Is it possible to modify this script to allow whole pages as input? For example, if one wanted to include information about article size to Wikipedia:Vital articles? Or would 1000 instances of the script be too much to run on every single page load? — Yerpo Eh? 12:07, 28 April 2013 (UTC)
- Yes, there are ways to operate on an entire page's content, though if all you wanted was page size then the parser function {{PAGESIZE:page name}} probably makes more sense. However, loading entire pages is expensive, which means somewhat slow and limited to no more than 500 times per page. That limit applies to the PAGESIZE: parser function as well, so neither Lua nor PAGESIZE: would work if you needed 1000 iterations on a single page. Dragons flight (talk) 17:15, 28 April 2013 (UTC)
- There are ways to minimize the need to call expensive parser functions repeatedly in some cases. In Lua the result can be stored in a variable for reuse. Similar can be done with templates by passing the result of an expensive parser function as the value of a template argument/parameter. Either way the result could be printed a trillion times with one invocation or template call, as long as the time allocated for Lua and template expansions isn't exceeded. If you look at the result of {{#invoke:string|rep|{{PAGESIZE}}•|1000}} for example, the page size is displayed 1000 times with only one invoke, because the expensive parser function was only called once. This wouldn't work for the specific use case you have in mind though, as there are more then 500 different pages to get the page size for. --darklama 19:52, 29 April 2013 (UTC)
Not really a script-related subquestion, but come to think about it, parsing pages isn't necessarily unavoidable if all I want is page size. Is there an on-wiki handle available to extract it from page history? — Yerpo Eh? 05:51, 30 April 2013 (UTC)
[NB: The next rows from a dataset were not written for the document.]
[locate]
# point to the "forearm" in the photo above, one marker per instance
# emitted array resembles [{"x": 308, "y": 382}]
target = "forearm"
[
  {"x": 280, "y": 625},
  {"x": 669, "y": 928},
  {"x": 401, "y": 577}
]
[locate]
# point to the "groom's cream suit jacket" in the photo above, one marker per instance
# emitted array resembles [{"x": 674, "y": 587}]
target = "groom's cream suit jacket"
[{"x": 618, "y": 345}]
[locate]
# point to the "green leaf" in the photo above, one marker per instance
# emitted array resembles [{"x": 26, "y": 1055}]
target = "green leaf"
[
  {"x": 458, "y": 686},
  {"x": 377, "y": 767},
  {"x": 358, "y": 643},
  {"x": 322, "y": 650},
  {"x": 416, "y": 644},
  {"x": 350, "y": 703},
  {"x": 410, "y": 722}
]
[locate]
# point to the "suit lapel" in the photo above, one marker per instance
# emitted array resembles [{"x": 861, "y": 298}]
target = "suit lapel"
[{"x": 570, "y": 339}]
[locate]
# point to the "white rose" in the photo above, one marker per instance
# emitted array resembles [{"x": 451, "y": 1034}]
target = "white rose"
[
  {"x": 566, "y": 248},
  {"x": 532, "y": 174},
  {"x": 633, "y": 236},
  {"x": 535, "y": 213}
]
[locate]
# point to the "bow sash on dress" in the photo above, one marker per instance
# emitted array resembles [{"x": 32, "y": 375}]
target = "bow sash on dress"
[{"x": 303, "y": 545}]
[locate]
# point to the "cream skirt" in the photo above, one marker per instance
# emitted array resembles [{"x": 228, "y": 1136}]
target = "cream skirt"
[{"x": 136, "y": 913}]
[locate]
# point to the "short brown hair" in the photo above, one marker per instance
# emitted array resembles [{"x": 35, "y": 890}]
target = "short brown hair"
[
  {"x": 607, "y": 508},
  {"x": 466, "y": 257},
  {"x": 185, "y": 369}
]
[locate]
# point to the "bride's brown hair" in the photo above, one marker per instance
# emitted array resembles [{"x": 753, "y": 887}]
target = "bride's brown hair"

- Besides {{PAGESIZE:page name}}, the MediaWiki API can be queried through JavaScript to find out page sizes. JavaScript is probably going to be the only way you will be able to include the current size for every page. --darklama 10:53, 30 April 2013 (UTC)
Replication on other wikis
Hi, I have just discovered this new "Lua programming" functionality in wikimedia (I am an Italian user). I want to make a question (I don't know if other users have already talked about this). I have noticed that all wikis are replicating this base library (String), changing only the error messages (localization). Does not exists a feature for using only 1 shared String library among wikis (like images on Commons), instead of replicating it for each wiki? "String" is a very base library and if someone discover a bug here, the fix should to be propagated in each wiki (or vice versa).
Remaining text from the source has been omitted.